When it comes to IT security, businesses face two major threats: external and internal. While controlling both is critical, internal threats may be the more aggravating. A company may go to great expense and effort to build a cutting-edge cyber-fortress and train employees on good cyber practices, only to have a careless employee “leave the backdoor open.”
In August, CloudLock, a Massachusetts-based security firm, released a study that found that just 1% of employees are responsible for 75% of cloud-related enterprise security risk. Such users often engage in behaviors such as sending out plain-text passwords, sharing files, accidentally downloading malware, clicking on phishing links, using risky applications and reusing passwords.
The traditional password system may be the weakest link. Today’s cybercriminals have numerous ways to discover login and password information fairly easily, and the typical employee tends to re-use passwords or make them too easy to guess (ie “password” or “12345”).
In response, there is growing interest in developing algorithms that can identify people by analyzing their behaviors.
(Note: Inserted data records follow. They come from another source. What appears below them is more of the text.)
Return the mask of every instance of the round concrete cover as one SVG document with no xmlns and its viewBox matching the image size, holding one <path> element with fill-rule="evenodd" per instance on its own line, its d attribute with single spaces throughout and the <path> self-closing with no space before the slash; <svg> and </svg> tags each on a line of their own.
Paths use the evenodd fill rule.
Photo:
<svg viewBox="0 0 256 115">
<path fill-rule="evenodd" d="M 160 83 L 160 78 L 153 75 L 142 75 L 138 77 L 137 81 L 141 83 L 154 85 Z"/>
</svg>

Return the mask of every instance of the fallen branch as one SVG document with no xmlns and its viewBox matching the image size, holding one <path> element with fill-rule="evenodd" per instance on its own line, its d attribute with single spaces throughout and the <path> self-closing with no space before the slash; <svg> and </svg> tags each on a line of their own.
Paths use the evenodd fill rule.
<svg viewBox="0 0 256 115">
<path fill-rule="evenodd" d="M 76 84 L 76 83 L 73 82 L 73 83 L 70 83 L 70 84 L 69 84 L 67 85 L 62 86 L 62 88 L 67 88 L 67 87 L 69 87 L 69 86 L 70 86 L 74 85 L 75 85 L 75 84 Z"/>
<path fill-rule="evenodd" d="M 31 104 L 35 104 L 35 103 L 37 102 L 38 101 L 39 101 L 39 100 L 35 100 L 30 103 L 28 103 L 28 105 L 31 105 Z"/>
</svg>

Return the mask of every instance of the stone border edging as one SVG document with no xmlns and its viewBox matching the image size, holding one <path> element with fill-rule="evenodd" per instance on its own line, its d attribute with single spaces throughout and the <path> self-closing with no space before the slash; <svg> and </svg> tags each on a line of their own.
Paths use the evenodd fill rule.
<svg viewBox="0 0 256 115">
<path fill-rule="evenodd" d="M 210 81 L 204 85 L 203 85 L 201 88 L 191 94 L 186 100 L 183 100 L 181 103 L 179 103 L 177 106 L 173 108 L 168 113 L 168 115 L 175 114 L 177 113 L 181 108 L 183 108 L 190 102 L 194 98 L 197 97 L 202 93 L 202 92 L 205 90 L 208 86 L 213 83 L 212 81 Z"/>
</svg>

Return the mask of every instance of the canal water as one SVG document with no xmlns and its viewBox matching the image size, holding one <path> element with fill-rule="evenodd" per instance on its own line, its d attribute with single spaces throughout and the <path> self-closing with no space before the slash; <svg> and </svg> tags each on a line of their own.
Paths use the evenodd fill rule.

In other words, rather than allowing employee behavior to make a business vulnerable, companies are beginning to look at using employee behaviors to actually improve security, using what’s known as “behavioral biometrics.”
Behavior difficult to copy
Behavioral biometrics identifies unique patterns in the way people perform activities. It’s been fodder for sci-fi movies for years, but it may now be getting closer to reality. Using behavioral biometrics, a company employs sensors and other technology to collect behavioral pattern information from workers. Used in combination, those usage patterns can serve as an “online fingerprint.” Security experts say when several behavioral metrics are combined, they are very difficult to copy.
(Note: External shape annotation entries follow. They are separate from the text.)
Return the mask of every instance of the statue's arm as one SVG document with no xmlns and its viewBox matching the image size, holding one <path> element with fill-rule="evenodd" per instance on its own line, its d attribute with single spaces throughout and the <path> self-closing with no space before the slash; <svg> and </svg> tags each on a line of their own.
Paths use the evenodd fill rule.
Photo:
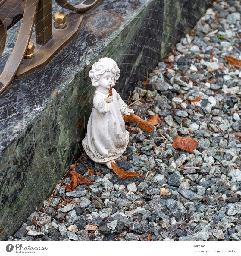
<svg viewBox="0 0 241 256">
<path fill-rule="evenodd" d="M 109 110 L 109 103 L 107 102 L 104 98 L 101 96 L 95 95 L 93 100 L 94 107 L 100 114 L 107 113 Z"/>
</svg>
The Defense Advanced Research Projects Agency (DARPA) has been investigating behavioral biometrics for a while now. Their research found that cybercriminals trying to hijack employee accounts could be caught within 18 seconds using behavioral biometrics.
On the civilian side, Google is working on Project Abacus, which looks at behavioral patterns combined with biometric authentication tools such as voice and face detection. Several startups are also working in this space, creating their own algorithms for authenticating customers. The technology can be challenging, however, because it requires crunching data on a number of different behavioral variables very quickly.
Meanwhile, some established companies like Wells Fargo are already beginning to use behavioral biometrics.
“We’ve been thinking of behavioral characteristics as a way to augment something as a basic as user ID and password for many years,” said Steve Ellis, head of Wells Fargo’s innovation group in a recent WSJ article.
According to the article, Wells Fargo has installed technology that can “compare a user’s normal pattern of behavior to what’s currently happening on a real-time basis.” If the behavior doesn’t match, Wells Fargo quarantines the transaction and takes other steps to verify the customer.
Given the proliferation of data breaches today, it’s clear we must move beyond rudimentary password-based systems. While not everyone will be thrilled that companies may soon seek to track their behaviors or may view the collection of such information as a privacy threat, behavioral biometrics may be the best bet we currently have for improving cyber security.